CDU hat Verständnis für Kuhns Bescheidenheit

OB Fritz Kuhn hat sich jetzt erstmals zu seiner Außenpolitik geäußert – in den ersten Monaten seiner Amtszeit hatte er andere Prioritäten gesetzt, wofür sogar sein politischer Widerpart Alexander Kotz Verständnis hat. Kuhn möchte zunächst eine Bestandsaufnahme vornehmen und für alle Partnerstädte die Frage stellen, welchen Nutzen die Beziehung für beide Städte habe: „Man muss wissen, wohin man will.“ Wenn klar sei, dass eine Beziehung eher wirtschaftlich oder kulturell ausgerichtet sei, könne man dort in die Tiefe gehen.

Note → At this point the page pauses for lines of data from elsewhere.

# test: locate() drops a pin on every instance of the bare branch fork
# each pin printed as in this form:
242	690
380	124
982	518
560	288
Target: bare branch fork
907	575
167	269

Einer elften Partnerschaft ist Kuhn nicht völlig abgeneigt, sie hat für ihn aber nicht Priorität. Wenn, dann käme für ihn eine Stadt aus China, der Türkei, aus Israel oder Schwarzafrika in Frage. Weltreisender wie sein Vorgänger will Kuhn nicht werden: „Ein OB muss schauen, dass er in der Stadt ist“, sagt Fritz Kuhn ganz klar. So sind neun Monate vergangen, bis der OB jetzt erstmals auf Auslandsreise geht: Am Donnerstag führt er die Delegation nach Lodz an.